AI and machine learning are gaining popularity, but the rate has been slow. Many businesses are slow to recognize the advantages of machine learning, some aren’t ready to take the risk until others do, and others still don’t have the capability of pursuing machine learning on their own. However, that slow rate does mean that there is more current work when it comes to designing and building both models and underlying systems. As time goes on, these projects will be done more and more by IT departments. This largely comes down to the dwindling growth of data scientists.

At least, that’s the verdict of 750 technology managers and professionals. At Algorithmia, they looked at growth data and staffing predictions within machine learning initiatives. In their study, they found that companies aren’t actually putting more into their data science divisions. Instead of giving them more resources and new hires, they are overburdening their existing employees.
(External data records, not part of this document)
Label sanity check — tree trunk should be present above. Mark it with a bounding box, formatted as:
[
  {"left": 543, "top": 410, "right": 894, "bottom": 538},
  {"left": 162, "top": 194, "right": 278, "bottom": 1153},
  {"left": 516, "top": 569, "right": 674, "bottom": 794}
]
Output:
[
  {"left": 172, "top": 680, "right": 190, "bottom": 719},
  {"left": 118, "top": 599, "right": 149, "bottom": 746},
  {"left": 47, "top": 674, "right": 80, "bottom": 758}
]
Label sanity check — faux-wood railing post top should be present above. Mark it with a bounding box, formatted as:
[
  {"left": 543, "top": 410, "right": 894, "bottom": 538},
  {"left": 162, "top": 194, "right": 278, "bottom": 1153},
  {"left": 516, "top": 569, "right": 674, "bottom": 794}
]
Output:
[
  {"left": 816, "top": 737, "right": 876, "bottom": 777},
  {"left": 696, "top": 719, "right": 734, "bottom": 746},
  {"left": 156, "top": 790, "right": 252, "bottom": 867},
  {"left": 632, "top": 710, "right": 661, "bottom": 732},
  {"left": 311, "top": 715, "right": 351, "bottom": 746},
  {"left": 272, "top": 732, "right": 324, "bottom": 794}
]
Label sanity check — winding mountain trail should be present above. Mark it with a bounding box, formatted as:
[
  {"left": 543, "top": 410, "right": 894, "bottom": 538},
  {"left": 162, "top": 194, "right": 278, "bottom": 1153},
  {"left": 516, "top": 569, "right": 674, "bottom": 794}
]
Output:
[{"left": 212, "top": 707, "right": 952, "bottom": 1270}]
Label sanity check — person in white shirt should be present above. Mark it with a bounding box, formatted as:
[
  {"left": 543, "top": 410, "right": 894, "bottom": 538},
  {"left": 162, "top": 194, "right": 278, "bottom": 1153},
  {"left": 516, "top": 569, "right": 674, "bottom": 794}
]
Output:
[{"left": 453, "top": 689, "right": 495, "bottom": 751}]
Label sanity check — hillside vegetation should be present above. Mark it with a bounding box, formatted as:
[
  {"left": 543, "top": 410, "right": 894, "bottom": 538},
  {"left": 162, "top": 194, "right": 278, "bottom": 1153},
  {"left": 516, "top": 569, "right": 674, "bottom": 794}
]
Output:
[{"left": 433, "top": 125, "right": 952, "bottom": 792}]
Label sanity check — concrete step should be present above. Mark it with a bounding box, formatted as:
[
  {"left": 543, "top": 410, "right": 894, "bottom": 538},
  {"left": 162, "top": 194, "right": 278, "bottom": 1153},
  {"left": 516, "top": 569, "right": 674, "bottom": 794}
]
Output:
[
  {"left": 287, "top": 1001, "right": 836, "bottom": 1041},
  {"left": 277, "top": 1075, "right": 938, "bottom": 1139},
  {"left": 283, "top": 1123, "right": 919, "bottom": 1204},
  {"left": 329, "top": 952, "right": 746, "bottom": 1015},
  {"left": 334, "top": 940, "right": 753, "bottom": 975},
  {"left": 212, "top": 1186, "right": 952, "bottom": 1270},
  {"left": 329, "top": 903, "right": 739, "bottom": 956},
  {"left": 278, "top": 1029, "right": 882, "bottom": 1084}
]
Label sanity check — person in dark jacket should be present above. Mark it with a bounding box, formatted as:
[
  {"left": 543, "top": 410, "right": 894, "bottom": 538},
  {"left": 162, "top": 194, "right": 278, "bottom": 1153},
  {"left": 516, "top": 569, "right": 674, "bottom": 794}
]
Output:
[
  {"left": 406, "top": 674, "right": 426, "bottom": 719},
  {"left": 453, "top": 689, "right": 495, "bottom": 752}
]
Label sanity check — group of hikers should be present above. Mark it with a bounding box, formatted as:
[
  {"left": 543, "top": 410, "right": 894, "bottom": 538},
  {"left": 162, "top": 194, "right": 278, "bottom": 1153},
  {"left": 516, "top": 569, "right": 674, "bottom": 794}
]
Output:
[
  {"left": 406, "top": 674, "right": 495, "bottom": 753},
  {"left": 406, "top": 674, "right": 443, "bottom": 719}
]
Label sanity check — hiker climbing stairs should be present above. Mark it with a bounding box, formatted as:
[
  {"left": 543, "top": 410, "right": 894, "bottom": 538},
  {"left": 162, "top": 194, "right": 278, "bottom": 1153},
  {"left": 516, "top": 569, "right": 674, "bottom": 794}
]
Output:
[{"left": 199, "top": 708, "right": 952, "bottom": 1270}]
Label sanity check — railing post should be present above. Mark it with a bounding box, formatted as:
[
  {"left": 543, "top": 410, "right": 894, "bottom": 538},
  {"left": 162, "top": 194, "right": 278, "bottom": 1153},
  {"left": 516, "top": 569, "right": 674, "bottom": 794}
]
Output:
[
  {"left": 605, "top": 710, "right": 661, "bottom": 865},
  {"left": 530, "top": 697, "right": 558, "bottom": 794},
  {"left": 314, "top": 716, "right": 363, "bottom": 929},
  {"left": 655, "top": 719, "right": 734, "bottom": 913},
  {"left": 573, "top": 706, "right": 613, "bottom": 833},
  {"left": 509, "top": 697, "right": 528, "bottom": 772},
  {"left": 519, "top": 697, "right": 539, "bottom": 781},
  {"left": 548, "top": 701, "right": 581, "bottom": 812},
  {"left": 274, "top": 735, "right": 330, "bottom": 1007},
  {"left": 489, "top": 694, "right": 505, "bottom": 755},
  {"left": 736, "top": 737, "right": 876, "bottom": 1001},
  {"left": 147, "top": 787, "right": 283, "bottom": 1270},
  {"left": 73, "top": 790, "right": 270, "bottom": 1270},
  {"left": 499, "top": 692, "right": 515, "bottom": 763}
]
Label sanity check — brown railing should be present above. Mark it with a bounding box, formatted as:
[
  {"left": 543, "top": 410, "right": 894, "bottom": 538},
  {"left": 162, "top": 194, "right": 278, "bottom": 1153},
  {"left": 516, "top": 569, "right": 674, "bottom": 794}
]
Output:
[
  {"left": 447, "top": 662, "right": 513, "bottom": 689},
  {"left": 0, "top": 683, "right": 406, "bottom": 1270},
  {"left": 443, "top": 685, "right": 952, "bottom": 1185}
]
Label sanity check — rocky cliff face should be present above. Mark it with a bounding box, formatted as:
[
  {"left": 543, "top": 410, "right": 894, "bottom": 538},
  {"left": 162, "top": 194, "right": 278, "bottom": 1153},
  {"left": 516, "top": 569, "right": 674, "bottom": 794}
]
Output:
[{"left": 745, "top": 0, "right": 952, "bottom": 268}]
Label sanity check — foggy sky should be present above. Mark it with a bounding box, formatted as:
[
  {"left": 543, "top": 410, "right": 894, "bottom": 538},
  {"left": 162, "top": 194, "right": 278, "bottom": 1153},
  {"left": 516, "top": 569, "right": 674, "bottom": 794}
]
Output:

On the plus side, this means more and more opportunities for people with the right skills. 19% of those surveyed said that their companies had at least 50 data scientists on their payroll, which is twice as high as a year ago. According to this report, these types of jobs are exploding in popularity throughout the industry. Since data scientists are in such low supply and high demand, other staff is being forced into these roles. The general lack of data science resources is going to lead to more and more developers being drawn into creating, adjusting, tracking, and managing machine learning models. As these roles become more and more intertwined, the end result will be an expansion of names and titles to more clearly refer to this type of work.
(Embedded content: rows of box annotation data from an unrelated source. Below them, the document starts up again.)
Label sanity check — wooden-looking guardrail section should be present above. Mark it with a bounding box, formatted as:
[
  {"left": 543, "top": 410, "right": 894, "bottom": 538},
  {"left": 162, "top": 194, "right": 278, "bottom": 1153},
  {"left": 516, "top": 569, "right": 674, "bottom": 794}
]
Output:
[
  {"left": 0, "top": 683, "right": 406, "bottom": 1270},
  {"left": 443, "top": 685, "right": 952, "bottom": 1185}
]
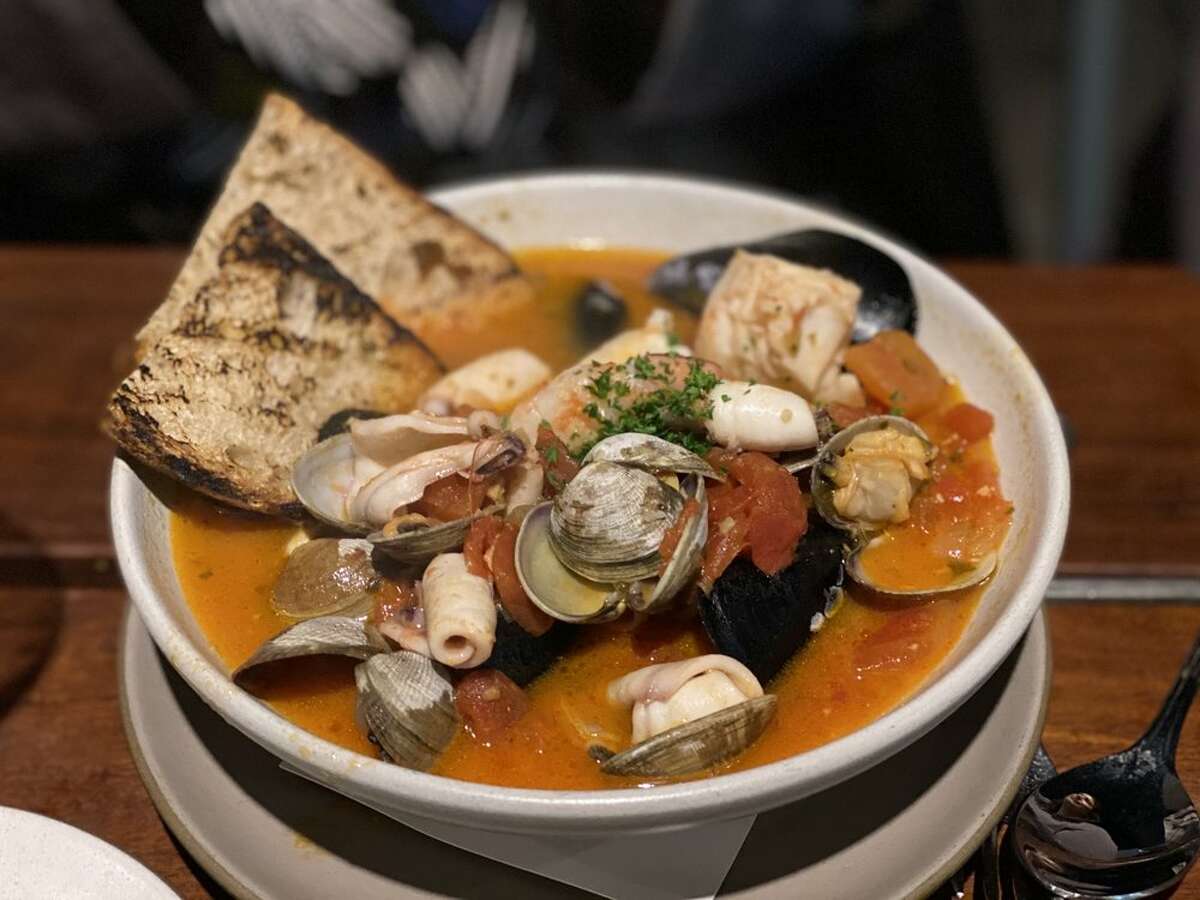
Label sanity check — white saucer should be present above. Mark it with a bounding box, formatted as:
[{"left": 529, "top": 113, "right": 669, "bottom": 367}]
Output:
[
  {"left": 120, "top": 611, "right": 1050, "bottom": 900},
  {"left": 0, "top": 806, "right": 178, "bottom": 900}
]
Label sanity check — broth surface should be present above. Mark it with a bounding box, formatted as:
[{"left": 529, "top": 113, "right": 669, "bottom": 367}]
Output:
[{"left": 172, "top": 248, "right": 993, "bottom": 790}]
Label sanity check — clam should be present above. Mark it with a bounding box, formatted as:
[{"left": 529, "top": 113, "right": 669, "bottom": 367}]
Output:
[
  {"left": 647, "top": 228, "right": 917, "bottom": 342},
  {"left": 581, "top": 432, "right": 725, "bottom": 481},
  {"left": 292, "top": 433, "right": 371, "bottom": 534},
  {"left": 271, "top": 538, "right": 379, "bottom": 619},
  {"left": 354, "top": 650, "right": 458, "bottom": 770},
  {"left": 698, "top": 516, "right": 845, "bottom": 684},
  {"left": 629, "top": 475, "right": 708, "bottom": 612},
  {"left": 550, "top": 462, "right": 683, "bottom": 583},
  {"left": 811, "top": 415, "right": 937, "bottom": 535},
  {"left": 367, "top": 505, "right": 503, "bottom": 563},
  {"left": 232, "top": 616, "right": 388, "bottom": 684},
  {"left": 516, "top": 503, "right": 630, "bottom": 623},
  {"left": 600, "top": 694, "right": 775, "bottom": 778},
  {"left": 846, "top": 538, "right": 1000, "bottom": 596}
]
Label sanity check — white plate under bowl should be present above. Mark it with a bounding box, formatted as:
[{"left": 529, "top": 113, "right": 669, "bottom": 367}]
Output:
[
  {"left": 110, "top": 174, "right": 1069, "bottom": 834},
  {"left": 120, "top": 610, "right": 1050, "bottom": 900},
  {"left": 0, "top": 806, "right": 178, "bottom": 900}
]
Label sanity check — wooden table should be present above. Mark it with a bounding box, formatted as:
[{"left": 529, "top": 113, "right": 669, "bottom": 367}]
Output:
[{"left": 0, "top": 246, "right": 1200, "bottom": 898}]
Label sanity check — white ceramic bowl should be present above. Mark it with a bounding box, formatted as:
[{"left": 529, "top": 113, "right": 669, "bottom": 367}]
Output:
[{"left": 110, "top": 174, "right": 1069, "bottom": 834}]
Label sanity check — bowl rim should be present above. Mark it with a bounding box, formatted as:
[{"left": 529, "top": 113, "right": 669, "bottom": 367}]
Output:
[{"left": 109, "top": 169, "right": 1069, "bottom": 835}]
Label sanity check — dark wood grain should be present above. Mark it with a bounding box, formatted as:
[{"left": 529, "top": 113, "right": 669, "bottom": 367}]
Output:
[
  {"left": 0, "top": 588, "right": 210, "bottom": 898},
  {"left": 950, "top": 265, "right": 1200, "bottom": 574},
  {"left": 0, "top": 247, "right": 1200, "bottom": 900}
]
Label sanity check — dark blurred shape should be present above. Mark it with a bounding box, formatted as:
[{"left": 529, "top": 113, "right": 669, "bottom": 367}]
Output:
[{"left": 0, "top": 0, "right": 1051, "bottom": 256}]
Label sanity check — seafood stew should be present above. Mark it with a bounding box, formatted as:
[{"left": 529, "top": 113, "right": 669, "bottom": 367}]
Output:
[{"left": 173, "top": 239, "right": 1012, "bottom": 788}]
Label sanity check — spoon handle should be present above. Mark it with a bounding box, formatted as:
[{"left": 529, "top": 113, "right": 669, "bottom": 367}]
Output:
[{"left": 1138, "top": 636, "right": 1200, "bottom": 769}]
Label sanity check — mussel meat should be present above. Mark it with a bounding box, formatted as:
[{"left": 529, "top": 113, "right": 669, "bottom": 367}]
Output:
[
  {"left": 700, "top": 516, "right": 845, "bottom": 684},
  {"left": 271, "top": 538, "right": 379, "bottom": 619},
  {"left": 811, "top": 415, "right": 937, "bottom": 535},
  {"left": 354, "top": 650, "right": 458, "bottom": 772},
  {"left": 647, "top": 228, "right": 917, "bottom": 343}
]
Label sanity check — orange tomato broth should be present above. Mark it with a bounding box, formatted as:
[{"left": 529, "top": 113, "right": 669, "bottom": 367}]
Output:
[{"left": 172, "top": 248, "right": 1007, "bottom": 790}]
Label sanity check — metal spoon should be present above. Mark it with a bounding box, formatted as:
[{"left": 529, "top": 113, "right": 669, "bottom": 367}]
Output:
[{"left": 1010, "top": 638, "right": 1200, "bottom": 900}]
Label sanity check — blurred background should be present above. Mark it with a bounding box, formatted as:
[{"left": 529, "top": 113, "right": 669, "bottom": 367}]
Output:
[{"left": 0, "top": 0, "right": 1200, "bottom": 268}]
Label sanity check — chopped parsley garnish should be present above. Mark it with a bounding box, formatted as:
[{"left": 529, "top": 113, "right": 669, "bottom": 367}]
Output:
[{"left": 575, "top": 354, "right": 728, "bottom": 458}]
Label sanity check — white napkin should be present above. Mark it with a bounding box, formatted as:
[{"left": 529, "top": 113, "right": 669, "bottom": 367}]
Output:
[{"left": 280, "top": 763, "right": 755, "bottom": 900}]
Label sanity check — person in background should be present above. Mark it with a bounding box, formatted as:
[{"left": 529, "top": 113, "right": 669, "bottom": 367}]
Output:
[{"left": 0, "top": 0, "right": 1007, "bottom": 254}]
For example, some new variations of AI and machine learning jobs include the following:

  • AI Ops
  • Data engineer, machine learning operations (also known as ML Ops)
  • Machine learning architect
  • Machine learning engineer
  • Machine learning developer

According to the survey, the success of machine learning projects also depends quite a bit on your perspective. 58% of respondents said that they would consider a project successful if it managed to reduce customer churn, produce ROI, promote brand fidelity, or aid in product adoption. In other words, if it helped the bottom line of the company, then it would be a success. However, if it merely showed promise for future possibilities, then it might not pass the test.

A separate 58% said that they would consider a machine learning initiative successful only when various statistics like drift, speed, precision, and accuracy meet threshold. In other words, if the technology met technical specifications, then it was a success regardless of whether it contributed to the business on a strategic level.

Of course, these interpretations also depend quite a bit on the specific job of the respondent. Contributors on the individual level, whether they’re a data scientist or a software dev, tend to care more about technical and statistical measures than business values. Conversely, executives and vice presidents have the opposite values, focusing more on how an initiative works for the company on a strategic level.

However, there’s another group in the middle. When it comes to IT and line of business directors, there’s a little bit of both. They care about the business side of things, but not at the expense of technical measurements. For these individuals in middle management, there’s emphasis placed on ROI, budgetary concerns, and strategic planning directives, but also on technical measurements of how different models perform. According to Algorithmia, this is the group that will end up being the linchpin when it comes to machine learning decision making inside organizations. When these businesses need to prove their teams and identify the best way forward for their company on both the macro and micro levels, it will be middle management that takes the initiative and works in both directions. They will prove the technical value and potential of machine learning to senior management while also helping individual contributors understand the big picture.